The first act also illustrates the tensions between the characters that will rise to the surface in the second and third acts. The Kellers seem like a happy family at first; it is even remarked that Chris is the rare sort of person who truly loves his parents. But there is resentment beneath the surface of their contented existence, resentment that reflects more than just grief at the loss of a son. Larry was clearly the favored of the Keller boys. Keller compares Larry's business sense to Chris's lack of it, and Chris complains that he has always played second fiddle to Larry in the eyes of his parents and of Ann, who was first betrothed to Larry. The family sometimes implies bitterness that Chris, not Larry, was the son who survived the war. Chris is too idealistic, too soft about business. Like Michael Corleone in Mario Puzo's The Godfather, Chris returned from the war with a new idealism that will not permit him to condone his father's shadier business practices. And like Vito Corleone, Keller believes that his actions are legitimate if he acts for the sake of his family. In the end, like Michael Corleone, Chris must compromise his values in order to protect his father and his own family.
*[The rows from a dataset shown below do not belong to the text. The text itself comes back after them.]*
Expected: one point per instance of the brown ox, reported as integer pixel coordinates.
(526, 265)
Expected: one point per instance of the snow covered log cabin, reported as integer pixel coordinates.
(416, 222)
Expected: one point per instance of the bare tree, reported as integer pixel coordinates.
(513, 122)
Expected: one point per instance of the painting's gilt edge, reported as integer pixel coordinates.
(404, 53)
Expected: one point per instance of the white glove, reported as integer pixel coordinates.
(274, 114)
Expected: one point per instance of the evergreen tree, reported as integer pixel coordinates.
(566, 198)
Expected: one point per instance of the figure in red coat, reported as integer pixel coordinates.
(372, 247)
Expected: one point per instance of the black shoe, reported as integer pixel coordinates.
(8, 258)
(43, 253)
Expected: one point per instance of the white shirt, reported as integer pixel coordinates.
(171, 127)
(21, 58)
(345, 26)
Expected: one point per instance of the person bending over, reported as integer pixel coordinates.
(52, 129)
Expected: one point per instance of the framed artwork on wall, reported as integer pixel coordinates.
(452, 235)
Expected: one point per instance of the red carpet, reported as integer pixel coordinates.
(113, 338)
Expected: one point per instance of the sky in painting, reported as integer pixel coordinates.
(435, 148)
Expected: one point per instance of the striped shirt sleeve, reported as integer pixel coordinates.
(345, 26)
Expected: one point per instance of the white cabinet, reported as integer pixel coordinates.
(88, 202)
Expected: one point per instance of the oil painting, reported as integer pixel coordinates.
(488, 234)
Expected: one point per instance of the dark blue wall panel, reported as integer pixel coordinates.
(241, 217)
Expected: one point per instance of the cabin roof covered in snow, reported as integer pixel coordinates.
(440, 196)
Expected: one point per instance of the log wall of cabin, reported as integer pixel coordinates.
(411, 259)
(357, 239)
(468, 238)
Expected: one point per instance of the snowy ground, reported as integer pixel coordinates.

Mother's insecurities are expressed through her obsessive delusions about her dead son. She is anxious, suspicious of Ann, and highly superstitious. She cannot handle her husband's casual "jail" game with the neighborhood children, because there is something weighing on her conscience. Jail has been a real specter in this family. When Keller responds to her worries with "what have I got to hide?" we see the first clue that he does have something to hide after all--and Mother knows all about it--and it makes her sick with worry.
Ann is more of a simple character, serving the purpose of the plot but not actually a focus of the plot herself. All My Sons is the story of the Kellers, so we do not see much of Ann's reaction to the realization that her father was largely innocent after all. She functions in this act as a catalyst, a femme fatale in the literal sense, the woman who brings destruction to the false calm of the Kellers' life by churning up a past that some of the family, in some ways, has tried to ignore. She and George have their own family drama, but Miller keeps a tight focus, so Ann's and George's story is not the subject of this play except inasmuch as their disgust for their father heightens the tension between another son and a father who might be guilty.